Lisa Selby-Brood, RMR, a freelance reporter in Clearwater, Fla., also knows Spanish and said that it has proven invaluable living in Florida.

“It didn’t necessarily affect how I learned steno, but it has certainly come in handy recently in my job with steno,” Selby-Brood said. “I can pretty much follow the gist of the conversation when I have a Spanish interpreter. Sometimes I’ve known what the person said in Spanish, and it was not translated properly, to me, but then that’s not my job to say anything. However, I remember one specific job where the interpreter was so bad I remember thinking to myself, man, I think I could do a better job than she’s doing. Sure enough, at the end of the deposition — I’m not sure why he waited — but one of the attorneys put on the record that he did speak Spanish, he was not satisfied with the interpreter’s abilities. In fact, he stopped and corrected her translations several times in the deposition and that he just wanted to state that on the record.

Selby-Brood pointed out another benefit to knowing other languages.

“I just think it helps if you know some language, especially one that’s spoken in the area where you live,” she said. “It’s also kind of fun to have everyday words from that language in your dictionary, in case the attorney throws in a few words there, like no mas, no bueno, and, hey, if that’s what he says on the record, it has to go in the transcript like that!”

Devora Hackner is a freelance reporter and CART captioner in Brooklyn, N.Y., who also knows Yiddish and Hebrew.

She said knowing those languages affected how she learned steno.

“Hebrew is a phonetic language.
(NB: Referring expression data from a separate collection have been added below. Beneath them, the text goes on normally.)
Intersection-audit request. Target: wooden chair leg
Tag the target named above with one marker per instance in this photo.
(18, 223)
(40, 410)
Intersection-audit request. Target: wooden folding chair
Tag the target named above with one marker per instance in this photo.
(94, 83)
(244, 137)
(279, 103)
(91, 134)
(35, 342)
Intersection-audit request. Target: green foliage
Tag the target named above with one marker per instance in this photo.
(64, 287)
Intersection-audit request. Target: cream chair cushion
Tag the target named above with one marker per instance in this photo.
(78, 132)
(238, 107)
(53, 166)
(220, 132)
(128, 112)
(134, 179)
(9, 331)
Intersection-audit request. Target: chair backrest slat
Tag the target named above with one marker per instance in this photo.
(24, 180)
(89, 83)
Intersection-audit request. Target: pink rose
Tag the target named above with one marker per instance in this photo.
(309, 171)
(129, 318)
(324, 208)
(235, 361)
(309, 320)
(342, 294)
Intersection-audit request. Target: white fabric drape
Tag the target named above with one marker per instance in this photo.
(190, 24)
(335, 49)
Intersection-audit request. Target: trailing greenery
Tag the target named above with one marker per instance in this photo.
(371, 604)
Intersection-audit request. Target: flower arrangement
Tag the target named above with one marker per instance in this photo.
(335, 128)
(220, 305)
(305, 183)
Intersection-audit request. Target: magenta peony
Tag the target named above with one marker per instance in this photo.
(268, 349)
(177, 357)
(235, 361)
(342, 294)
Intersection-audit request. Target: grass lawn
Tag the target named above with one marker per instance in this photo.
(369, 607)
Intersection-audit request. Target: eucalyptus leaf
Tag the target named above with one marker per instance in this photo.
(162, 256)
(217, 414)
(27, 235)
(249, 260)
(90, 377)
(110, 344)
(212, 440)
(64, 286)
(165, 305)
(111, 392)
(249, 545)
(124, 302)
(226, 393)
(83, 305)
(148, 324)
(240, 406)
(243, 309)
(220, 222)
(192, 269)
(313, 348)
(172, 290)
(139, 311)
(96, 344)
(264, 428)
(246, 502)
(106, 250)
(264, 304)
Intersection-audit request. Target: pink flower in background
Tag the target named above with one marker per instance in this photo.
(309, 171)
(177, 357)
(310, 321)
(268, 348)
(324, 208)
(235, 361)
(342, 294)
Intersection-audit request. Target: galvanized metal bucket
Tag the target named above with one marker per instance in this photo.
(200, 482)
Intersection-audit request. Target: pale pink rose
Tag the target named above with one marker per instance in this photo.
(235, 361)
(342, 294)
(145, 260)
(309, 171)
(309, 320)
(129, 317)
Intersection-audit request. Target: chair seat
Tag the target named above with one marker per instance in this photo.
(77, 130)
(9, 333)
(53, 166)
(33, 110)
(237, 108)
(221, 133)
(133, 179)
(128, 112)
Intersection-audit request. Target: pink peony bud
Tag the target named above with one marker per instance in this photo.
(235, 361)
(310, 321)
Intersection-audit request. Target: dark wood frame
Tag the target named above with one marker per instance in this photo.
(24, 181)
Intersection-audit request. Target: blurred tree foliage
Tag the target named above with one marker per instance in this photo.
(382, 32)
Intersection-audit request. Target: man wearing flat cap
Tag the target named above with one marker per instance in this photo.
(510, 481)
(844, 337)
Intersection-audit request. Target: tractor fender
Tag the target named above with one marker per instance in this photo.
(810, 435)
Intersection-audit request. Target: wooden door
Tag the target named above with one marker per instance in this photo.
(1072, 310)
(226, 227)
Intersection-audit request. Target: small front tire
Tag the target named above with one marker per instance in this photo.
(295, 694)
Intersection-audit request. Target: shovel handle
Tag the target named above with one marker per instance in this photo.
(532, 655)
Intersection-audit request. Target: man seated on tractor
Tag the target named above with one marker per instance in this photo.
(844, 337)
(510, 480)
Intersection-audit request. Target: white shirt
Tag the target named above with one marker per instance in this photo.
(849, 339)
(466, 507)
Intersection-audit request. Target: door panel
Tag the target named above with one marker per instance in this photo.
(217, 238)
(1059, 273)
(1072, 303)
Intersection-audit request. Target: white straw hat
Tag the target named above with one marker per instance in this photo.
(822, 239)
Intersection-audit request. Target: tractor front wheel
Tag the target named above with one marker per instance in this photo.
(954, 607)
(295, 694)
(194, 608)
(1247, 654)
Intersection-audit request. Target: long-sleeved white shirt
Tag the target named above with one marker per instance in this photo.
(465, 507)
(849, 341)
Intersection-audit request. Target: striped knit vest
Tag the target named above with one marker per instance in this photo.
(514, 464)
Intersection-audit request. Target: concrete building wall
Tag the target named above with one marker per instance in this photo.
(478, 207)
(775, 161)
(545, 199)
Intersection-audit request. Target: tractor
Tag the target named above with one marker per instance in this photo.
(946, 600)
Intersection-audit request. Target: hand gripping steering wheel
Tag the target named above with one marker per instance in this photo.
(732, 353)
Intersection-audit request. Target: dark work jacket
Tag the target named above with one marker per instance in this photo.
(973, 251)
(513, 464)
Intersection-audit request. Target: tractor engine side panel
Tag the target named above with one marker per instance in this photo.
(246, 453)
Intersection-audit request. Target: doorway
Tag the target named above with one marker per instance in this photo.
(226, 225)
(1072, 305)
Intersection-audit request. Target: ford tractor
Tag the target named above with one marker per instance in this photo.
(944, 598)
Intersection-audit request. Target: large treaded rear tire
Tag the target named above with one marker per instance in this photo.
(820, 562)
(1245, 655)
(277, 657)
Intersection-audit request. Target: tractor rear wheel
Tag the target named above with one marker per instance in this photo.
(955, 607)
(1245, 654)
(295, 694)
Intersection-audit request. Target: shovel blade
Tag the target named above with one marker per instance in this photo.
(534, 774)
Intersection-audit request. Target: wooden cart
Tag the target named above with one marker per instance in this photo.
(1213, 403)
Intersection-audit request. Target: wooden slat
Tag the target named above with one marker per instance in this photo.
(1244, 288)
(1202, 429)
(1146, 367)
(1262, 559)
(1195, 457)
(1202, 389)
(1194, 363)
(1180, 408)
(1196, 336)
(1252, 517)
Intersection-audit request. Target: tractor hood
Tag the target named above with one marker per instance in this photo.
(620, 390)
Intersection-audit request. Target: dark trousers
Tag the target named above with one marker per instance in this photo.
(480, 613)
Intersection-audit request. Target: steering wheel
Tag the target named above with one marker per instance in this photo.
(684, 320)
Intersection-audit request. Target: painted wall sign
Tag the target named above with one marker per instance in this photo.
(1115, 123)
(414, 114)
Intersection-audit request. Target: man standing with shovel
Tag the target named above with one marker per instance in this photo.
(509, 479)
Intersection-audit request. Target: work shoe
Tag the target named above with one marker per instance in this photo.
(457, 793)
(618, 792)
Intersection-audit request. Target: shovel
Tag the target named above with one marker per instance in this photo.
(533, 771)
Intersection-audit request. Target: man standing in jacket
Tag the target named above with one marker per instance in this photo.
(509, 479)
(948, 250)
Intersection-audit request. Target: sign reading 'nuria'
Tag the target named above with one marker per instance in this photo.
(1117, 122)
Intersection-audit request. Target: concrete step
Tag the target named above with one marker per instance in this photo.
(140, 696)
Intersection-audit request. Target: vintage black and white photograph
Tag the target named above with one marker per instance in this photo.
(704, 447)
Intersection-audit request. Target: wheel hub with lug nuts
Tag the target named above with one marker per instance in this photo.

The vowels in Hebrew always make the same sound regardless of what letter/vowel comes before and after,” Hackner said. “It’s very unlike the English language but very similar to the phonetics of stenography/shorthand. I also believe that knowing another language gives one confidence that it’s possible to add yet another language.”

Hackner also said that knowing other languages helps her connect with people from different backgrounds or cultures.

“Being able to communicate with them in their language of choice sets the stage for a great working environment!” Hackner said. “Even if you know just a few Russian words, for example, it makes the other party feel engaged.”

Sue Garcia, RPR, is a freelance reporter and CART Captioner in Tacoma, Wash. She knows Spanish, French, Mandarin Chinese, some Italian, modern Greek, and some American Sign Language (ASL). She said knowing other languages absolutely affects how she learned steno, and she has always felt it is an underappreciated link to learning steno.

“From rote memorization of steno words to root words, prefixes, and suffixes, phonetic parsing of words, I feel all of that made learning steno, and continuing to evolve my writing, a very smooth process,” Garcia said.

She also thinks it affects how she does her job.

“English is, in my opinion, a mutt language that has enveloped so much vocabulary from other languages,” Garcia said. “Due to my wide and varying knowledge of foreign words and pronunciations, I have a solid foundation in finding spellings and cultural references that come up so often. The ASL is useful in communicating with my CART clients who use it, but I really need much more.”